The main limitation of this presentation is that it represents a single case, therefore strong conclusions cannot be drawn. Large randomized control trials are required to further clarify the benefit of intravenous opioid-sparing strategies for sedation and analgesia in non-intubated open thoracic surgery.
Conclusions
Opioid-sparing strategies for sedation and analgesia in nonintubated open thoracic surgery are feasible in selected patients. Under such protocols, high-risk thoracic surgery patients, who are good candidates for a non-intubated procedure, may further benefit from the avoidance of opioids’ respiratory adverse effects or the possible haemodynamic compromise associated with thoracic epidural analgesia.
In this context, it is crucial to highlight the value of a shared decision pathway involving surgeons, anaesthetists and patients. Emphasizing shared decision-making as a central component of delivering high-quality, truly patient-centered perioperative care, despite current challenges, is essential. The literature, the law, and healthcare policy all confirm that shared decision-making is what patients truly desire.
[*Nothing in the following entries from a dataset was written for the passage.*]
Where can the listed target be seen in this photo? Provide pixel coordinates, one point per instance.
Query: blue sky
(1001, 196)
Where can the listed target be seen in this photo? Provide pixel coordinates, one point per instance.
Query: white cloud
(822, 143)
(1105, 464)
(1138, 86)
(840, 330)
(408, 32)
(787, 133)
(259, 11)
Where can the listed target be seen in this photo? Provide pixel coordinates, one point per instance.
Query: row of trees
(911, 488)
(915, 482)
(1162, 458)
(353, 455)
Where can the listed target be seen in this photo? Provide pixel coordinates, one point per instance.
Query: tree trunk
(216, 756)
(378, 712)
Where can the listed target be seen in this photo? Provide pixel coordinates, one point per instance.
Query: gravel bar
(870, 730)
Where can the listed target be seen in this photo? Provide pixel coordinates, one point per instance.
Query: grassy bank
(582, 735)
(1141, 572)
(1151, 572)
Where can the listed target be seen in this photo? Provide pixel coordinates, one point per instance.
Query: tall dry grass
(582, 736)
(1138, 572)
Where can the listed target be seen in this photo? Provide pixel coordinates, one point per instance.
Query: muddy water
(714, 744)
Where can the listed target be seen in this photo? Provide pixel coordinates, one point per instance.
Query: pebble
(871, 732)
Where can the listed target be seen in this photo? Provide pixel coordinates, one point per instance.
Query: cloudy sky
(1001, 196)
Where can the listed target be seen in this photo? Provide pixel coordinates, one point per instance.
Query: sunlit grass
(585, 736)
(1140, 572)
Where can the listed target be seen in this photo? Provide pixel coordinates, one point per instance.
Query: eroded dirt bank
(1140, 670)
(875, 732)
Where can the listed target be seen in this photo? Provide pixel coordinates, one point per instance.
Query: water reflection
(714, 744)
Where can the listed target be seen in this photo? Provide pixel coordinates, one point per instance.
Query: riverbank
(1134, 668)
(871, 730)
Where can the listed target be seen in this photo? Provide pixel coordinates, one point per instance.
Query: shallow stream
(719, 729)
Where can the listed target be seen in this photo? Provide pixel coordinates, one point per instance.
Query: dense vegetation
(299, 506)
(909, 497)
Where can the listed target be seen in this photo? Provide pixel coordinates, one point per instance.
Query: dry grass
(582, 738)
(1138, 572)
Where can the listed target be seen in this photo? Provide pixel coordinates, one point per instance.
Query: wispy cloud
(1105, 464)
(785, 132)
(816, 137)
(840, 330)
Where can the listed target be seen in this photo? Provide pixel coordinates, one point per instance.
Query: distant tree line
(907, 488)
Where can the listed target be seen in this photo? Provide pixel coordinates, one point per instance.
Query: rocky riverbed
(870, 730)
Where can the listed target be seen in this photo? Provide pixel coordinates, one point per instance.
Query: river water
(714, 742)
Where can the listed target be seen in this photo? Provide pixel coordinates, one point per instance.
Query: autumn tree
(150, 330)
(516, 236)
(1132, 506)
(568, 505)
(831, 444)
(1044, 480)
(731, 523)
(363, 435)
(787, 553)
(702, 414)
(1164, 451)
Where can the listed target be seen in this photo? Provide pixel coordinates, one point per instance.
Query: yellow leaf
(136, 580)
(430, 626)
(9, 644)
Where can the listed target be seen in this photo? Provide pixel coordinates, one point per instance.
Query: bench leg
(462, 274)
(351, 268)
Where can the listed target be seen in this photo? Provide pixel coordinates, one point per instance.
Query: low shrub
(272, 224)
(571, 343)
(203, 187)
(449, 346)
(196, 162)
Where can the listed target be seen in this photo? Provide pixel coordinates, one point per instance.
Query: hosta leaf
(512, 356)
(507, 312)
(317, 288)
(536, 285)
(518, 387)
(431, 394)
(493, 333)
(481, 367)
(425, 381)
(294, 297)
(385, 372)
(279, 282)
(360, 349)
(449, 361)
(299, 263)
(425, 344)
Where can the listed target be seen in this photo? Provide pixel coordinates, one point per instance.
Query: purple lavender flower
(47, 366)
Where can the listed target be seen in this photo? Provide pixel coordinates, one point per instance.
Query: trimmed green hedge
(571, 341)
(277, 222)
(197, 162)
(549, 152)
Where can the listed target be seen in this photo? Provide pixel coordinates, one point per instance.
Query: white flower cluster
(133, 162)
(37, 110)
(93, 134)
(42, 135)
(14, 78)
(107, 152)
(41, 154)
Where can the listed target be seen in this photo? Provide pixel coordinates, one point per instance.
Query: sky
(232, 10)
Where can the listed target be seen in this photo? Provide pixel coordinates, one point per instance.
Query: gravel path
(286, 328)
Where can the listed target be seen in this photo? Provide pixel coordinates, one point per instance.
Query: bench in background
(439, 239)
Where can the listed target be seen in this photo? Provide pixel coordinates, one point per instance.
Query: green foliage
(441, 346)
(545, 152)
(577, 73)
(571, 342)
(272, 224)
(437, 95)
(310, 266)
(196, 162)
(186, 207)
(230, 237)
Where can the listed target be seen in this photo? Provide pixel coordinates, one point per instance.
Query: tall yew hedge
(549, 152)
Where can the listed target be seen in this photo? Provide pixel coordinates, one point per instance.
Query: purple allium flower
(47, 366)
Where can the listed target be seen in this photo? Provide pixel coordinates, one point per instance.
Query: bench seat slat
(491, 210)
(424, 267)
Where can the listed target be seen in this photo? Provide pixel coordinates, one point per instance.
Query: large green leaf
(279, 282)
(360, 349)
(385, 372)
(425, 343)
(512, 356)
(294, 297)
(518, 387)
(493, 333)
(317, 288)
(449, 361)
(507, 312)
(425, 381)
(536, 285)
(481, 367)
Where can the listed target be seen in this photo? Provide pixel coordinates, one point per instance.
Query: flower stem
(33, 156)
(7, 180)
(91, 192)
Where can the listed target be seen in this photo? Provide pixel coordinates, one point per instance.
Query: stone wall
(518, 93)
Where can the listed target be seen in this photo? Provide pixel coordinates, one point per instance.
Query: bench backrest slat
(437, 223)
It transcends mere informed consent and information transfer necessitating education on our non-technical proficiencies.
As for intraoperative hypoxaemia, it is not by default associated with tissue hypoxia and studies examining the tolerable level of hypoxaemia during one-lung ventilation in humans or the consequence of transient intraoperative hypoxaemia on outcomes, such as surgical infection, renal insufficiency, myocardial dysfunction, or postoperative cognitive dysfunction, are required.
Ethical Considerations: Informed consent to publication was obtained from the patient.
Conflicts of Interest: The authors declare that they have no known competing financial interests or personal relationships that could have appeared to influence the work reported in this paper.